Of course, the Kid understands nothing about the juggler’s performance and, like Jackson, doesn’t speak Spanish. When the blindfolded woman begins to chant, identifying the drawer of the card as the youngest member of the gang, the Kid is not amused.
“Get the hell away from me,” he tells the juggler.
The Judge, however, is thoroughly delighted by this exchange and begins “laughing silently.” He then directs the juggler to his next (and final) client: “El jefe.”
Meaning Glanton, naturally. The leader. The boss.
The juggler moves on to the captain and Glanton selects a card. But in passing it back to the juggler, a gust of wind sucks the card off into the night: the narrator never identifies it for the reader.
But the blindfolded woman begins to chant regardless, a monologue rendered entirely in Spanish. Here’s a translation of what she says: “The chariot, the chariot. Upside down. Card of war and revenge. I saw it wheel-less on a dark river. Lost, lost. The card is lost in the night. A curse. What an evil wind. Hearse full of bones. The boy that…”
The entire time she’s speaking, Glanton is calling for her to shut up. He draws his revolver and seems about to shoot her, but Holden intervenes: “The Judge like a great ponderous djinn stepped through the fire and the flames delivered him up as if he were in some way native to their element. He put his arms around Glanton. Someone snatched the old woman’s blindfold from her and she and the juggler were clouted away” (101).
The card that the juggler’s wife references is The Chariot. Schimpf has this to say about its significance:
“As the old woman says, this is considered a card of war when inverted. The card represents triumph over adversity as well as vengeance. Will to power, a quintessentially Nietzschean idea, is at the heart of this card. The Chariot stands for harnessing one’s will to overcome obstacles in one’s path. When inverted, it represents failure and destruction. It seems clear that McCarthy is foreshadowing the ultimate demise of the Glanton Gang at the Yuma crossing” (181).
At the beginning of Chapter XIX—the chapter wherein Glanton and (most members of) his gang are murdered—McCarthy provides a headnote that hearkens back to the old prophetess and her chariot: “Cart without wheels.”

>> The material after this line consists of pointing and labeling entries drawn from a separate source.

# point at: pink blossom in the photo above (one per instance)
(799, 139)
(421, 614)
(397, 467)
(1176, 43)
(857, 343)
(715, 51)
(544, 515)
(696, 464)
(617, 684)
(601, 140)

At the Yuma crossing where the Gang takes up residence toward the end of the book, Glanton and his men have been using an overturned wagon as a ferryboat: literally, an inverted cart, without wheels, on a dark river. When Black John Jackson walks out to urinate in this river on the morning of the Yuma attack, he stands on the wheelless cart, then sees a gold coin lodged in the boards. He reaches down to retrieve it. When he stands up, “a long cane arrow passed through his upper abdomen and […] two more struck and lodged fast in his chest and in his groin. They were a full four feet in length and they lofted slightly with his movements like ceremonial wands and he seized his thigh where the dark arterial blood was spurting along the shaft and took a step toward the shore and fell sideways into the river (285).
A page later, (nearly all of)2 the scalp hunters are dead and the Glanton Gang is no more.
These bufones, as they call themselves—a word that can be translated as either “jugglers” or “clowns”—are a family: husband, wife, grown son and daughter. The narrator never provides their names.
The surviving members are: the Kid, Tobin, Toadvine, the Idiot, David Brown, and, of course, the Judge.
It is strange to me the Tarot shows up in so many writers I love. Because I have zero experience of Tarot. I've never seen a deck in person, never had my fortune read. But, McCarthy, Dylan, Malick... who else? I'm sure there are more.
So, from my great ignorance, thank you for shining light on a particularly dim (to me) segment of the story.
Thank you Aaron for this fascinating episode. I bought Sepich's Notes on Blood Meridian on Amazon Kindle ($2.99). Wow. This is great. Gotta go. I have to reread Chapter VII now.